Perch Heaven On Devil’s Lake

We know of a place serious ice fishermen should not pass up this winter. Don’t let its name throw you. Devil’s Lake, N.D., is truly heaven for anglers looking for a chance to ice walleyes and yellow perch!

Even silver linings of heaven’s clouds have a touch of gray. Finding fish can be a trick, however. The drawback of Devil’s Lake is its massive size due to a long cycle of high water that has caused the lake to reach record levels. At more than 160,000 acres, Devil’s Lake is the largest natural body of water in North Dakota. It is second only in size to the reservoir Lake Sakakawea. 

Ted Takasaki

But a visit to the “Perch Capital of the World” is well worth the effort. The majority of perch weigh about a pound, but fish up to 1.5 pounds are common. This year, 2012, is the 30th anniversary of the state record perch that came from Devil’s Lake, a 2 pound, 15 ounce beast! State fish & game surveys show continued strong populations of perch.

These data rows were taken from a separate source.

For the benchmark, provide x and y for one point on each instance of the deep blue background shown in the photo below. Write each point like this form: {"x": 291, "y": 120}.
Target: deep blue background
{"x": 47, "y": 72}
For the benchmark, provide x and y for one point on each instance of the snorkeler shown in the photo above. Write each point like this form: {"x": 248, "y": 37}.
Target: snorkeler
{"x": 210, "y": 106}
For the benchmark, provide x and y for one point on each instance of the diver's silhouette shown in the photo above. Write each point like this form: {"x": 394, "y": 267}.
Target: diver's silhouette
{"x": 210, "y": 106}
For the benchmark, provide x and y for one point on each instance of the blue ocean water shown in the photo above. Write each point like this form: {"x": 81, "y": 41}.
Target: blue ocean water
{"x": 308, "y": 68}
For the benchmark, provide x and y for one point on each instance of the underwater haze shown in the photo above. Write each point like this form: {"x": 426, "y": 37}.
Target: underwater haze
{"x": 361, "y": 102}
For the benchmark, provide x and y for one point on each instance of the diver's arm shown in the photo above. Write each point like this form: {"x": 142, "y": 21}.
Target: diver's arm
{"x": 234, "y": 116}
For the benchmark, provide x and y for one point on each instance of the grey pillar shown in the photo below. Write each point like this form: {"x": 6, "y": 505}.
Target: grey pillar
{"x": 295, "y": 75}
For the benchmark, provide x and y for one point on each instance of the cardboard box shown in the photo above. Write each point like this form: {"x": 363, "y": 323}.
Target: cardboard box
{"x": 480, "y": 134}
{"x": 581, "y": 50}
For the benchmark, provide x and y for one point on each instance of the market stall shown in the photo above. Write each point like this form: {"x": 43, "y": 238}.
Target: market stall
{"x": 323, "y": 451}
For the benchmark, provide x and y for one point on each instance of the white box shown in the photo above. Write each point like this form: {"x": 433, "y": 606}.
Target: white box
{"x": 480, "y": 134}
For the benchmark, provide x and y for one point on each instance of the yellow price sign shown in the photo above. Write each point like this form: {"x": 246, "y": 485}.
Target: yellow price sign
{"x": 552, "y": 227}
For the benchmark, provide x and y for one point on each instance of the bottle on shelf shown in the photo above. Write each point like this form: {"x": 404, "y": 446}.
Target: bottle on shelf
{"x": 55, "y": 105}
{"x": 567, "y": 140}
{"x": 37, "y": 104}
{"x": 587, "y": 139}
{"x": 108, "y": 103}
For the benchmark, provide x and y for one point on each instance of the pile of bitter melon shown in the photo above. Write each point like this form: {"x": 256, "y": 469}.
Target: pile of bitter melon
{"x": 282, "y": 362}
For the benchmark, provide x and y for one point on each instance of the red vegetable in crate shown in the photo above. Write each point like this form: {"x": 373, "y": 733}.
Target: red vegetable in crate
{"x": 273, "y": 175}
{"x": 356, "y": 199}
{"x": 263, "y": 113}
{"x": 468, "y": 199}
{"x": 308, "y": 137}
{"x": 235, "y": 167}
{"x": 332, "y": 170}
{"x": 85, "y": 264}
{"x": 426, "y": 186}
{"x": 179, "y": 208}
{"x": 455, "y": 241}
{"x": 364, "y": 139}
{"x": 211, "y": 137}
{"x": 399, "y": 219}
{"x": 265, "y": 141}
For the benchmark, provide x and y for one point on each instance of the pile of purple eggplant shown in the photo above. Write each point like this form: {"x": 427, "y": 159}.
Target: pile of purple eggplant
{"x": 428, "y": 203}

If you target perch, expect to catch some walleyes as well. If you are specifically targeting walleyes, big fish from 4 pounds on up can wind up on the ice. The lake record is more than 13 pounds. Surveys reveal good year-classes of walleyes, too.

Perch Patrol Knows Lake
And, if finding fish gets to be too much of a hassle or you don’t have a lot of time to spend, hiring guide services such as the famous Perch Patrol removes the guesswork. (visit http://www.perchpatrol.com/)

Basic movements are simple. Perch begin the early-ice period around Thanksgiving at depths of 24 to 32 feet. As the season wears on, they move deeper to 40 feet. By February, they reach their deepest point, about 44 feet. By March, they begin migrating shallower again toward spawning areas nearer the three major inlets into Devils Lake and ice anglers move along with them. 

Check with local bait shops and websites before you go. Have a game plan in place. 

If you’re intent on finding your own schools of fish, do what the locals do. Unlike open-water fishing when changing location by boat is a simple task, finding fish through the ice is a lot of work. Local groups such as the Perch Patrol cut the area they want to search down to size by spreading out with GPS units. After picking a particular section of the lake, a bay or a mud flat, they spread out and drill holes to search the depths with their electronics. Schools of perch and walleyes are also found in submerged timber. The forests of flooded trees cannot be overlooked. Other locations for walleyes include points and sand bars. 

Stay five minutes max. If no fish appear on the electronics, leapfrog to new holes until fish are found. A quick call with GPS coordinates over their handheld radios is all that’s needed for everyone to converge on the spot. Schools of perch often have walleyes and white bass mixed in. 

This search tactic can be used on any body of water to cut the time needed to get on top of fish and stay on them.  

Use Light Line
Use 24- to 28-inch St. Croix medium-action rods and spool them up with 1- to 4-pound-test monofilament or 6-pound (it has a 2-pound-test mono diameter) TUF Line Duracast Ice. 

Lindy Ice Worms or Fat Boys are great ice-fishing jigs for perch. The smaller Rattlin’ Flyer spoons are an excellent choice as well. They appear clearly on the flasher so you know precisely where the bait is. Use Eurolarvae or wax worms for perch. They imitate the freshwater shrimp that provides the main forage base and accounts for the tremendous growth rates seen at Devils Lake.

For walleyes, step up to the new Slick Jigs or the larger Rattlin’ Flyer spoons and switch to minnows or minnow heads. 

Try a variety of colors. Chartreuse, firetiger and glow colors are good to start. Give the fish a choice and let them signal their preference.

Jig hard at first. Calm down once fish show up on the sonar screen. Perch usually appear as thin marks just off the bottom. Walleyes appear as thicker marks and may chase the bait. Either species is more likely to bite when they are up off the bottom.

Don’t toy with fish. If one just looks at the bait, twitch the jig, then pull it from them and stop. The action is often enough to coax a strike from active fish will often follow and strike.

If you’re one of us who appreciate time on hard water in winter, no place offers better perch and walleye fishing than Devil’s Lake. Check Amtrak for special rates to this ice-fishing Mecca. Consider hiring a guide to make good use of your limited time in this angling heaven on earth.

With the arrival of winter, now’s the time to plot a course to this great ice-fishing get-away!